Reviewer #3: In this manuscript, Xing et al. report a study in which they performed a screening of AAV8 variants and identified N271D as a liver detargeting mutation that retains the ability to transduce heart and skeletal muscle. The authors initially screened 159 AAV8 variants for AAV vector yields and selected the top 37 candidates for barcode-based in vivo evaluation in mice and ferrets aiming at identifying variants that outperform AAV8 for liver transduction. However, unfortunately, none of the 37 variants were found to be superior to AAV8 in liver transduction. Instead, they identified 8 AAV8 variants with a liver-detargeting phenotype.

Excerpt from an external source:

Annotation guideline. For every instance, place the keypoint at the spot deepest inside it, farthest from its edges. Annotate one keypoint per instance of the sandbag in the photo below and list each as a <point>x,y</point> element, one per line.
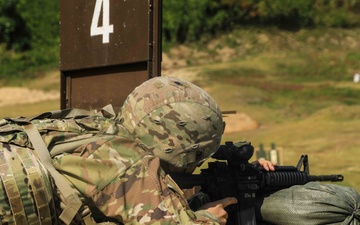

Among these, 5 variants retained the ability to transduce heart and skeletal muscle, albeit at varying reduced levels, including an AAV variant carrying N271D mutation. The authors then investigated whether the N271D's liver-detargeting phenotype could be transferred to other capsids, AAV9 and MyoAAV, without significantly compromising their transduction efficiency in heart and skeletal muscle, only yielding modest success.

Overall the study appears to be a loosely assembled collection of experiments lacking a well-justified cohesive scientific rationale, not providing any noteworthy impacts in the field. Rigor in overall work is lacking and there are major concerns as summarized below.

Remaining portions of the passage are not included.